The approximation of the Dependency Graph [LPAR04,FROCOS05,EDGSTAR] contains 1 SCC with 3 less nodes.

Q DP problem:
The TRS P consists of the following rules:

1¹(c(x)) → 0¹(x)
0¹(P(x)) → 1¹(P(x))
0¹(c(x)) → 1¹(0(x))
0¹(c(x)) → 0¹(x)

The TRS R consists of the following rules:

0(P(x)) → 1(P(x))
1(P(x)) → c(P(x))
0(c(x)) → 1(0(x))
1(c(x)) → c(0(x))
P(0(x)) → P(1(0(0(x))))

Q is empty.
We have to consider all minimal (P,Q,R)-chains.

We use the reduction pair processor [LPAR04,JAR06].

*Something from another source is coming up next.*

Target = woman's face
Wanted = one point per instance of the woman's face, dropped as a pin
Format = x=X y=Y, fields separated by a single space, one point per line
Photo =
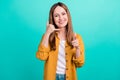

The following pairs can be oriented strictly and are deleted.

1¹(c(x)) → 0¹(x)
0¹(c(x)) → 0¹(x)

The remaining pairs can at least be oriented weakly.
Used ordering: Polynomial interpretation [POLO]:

POL(0(x₁)) = 1 + x₁
POL(0¹(x₁)) = x₁
POL(1(x₁)) = 1 + x₁
POL(1¹(x₁)) = x₁
POL(P(x₁)) = 0
POL(c(x₁)) = 1 + x₁

The following usable rules [FROCOS05] with respect to the argument filtering of the ordering [JAR06] were oriented:

P(0(x)) → P(1(0(0(x))))
0(P(x)) → 1(P(x))
0(c(x)) → 1(0(x))
1(P(x)) → c(P(x))
1(c(x)) → c(0(x))

Q DP problem:
The TRS P consists of the following rules:

0¹(P(x)) → 1¹(P(x))
0¹(c(x)) → 1¹(0(x))

The TRS R consists of the following rules:

0(P(x)) → 1(P(x))
1(P(x)) → c(P(x))
0(c(x)) → 1(0(x))
1(c(x)) → c(0(x))
P(0(x)) → P(1(0(0(x))))

Q is empty.
We have to consider all minimal (P,Q,R)-chains.

The approximation of the Dependency Graph [LPAR04,FROCOS05,EDGSTAR] contains 0 SCCs with 2 less nodes.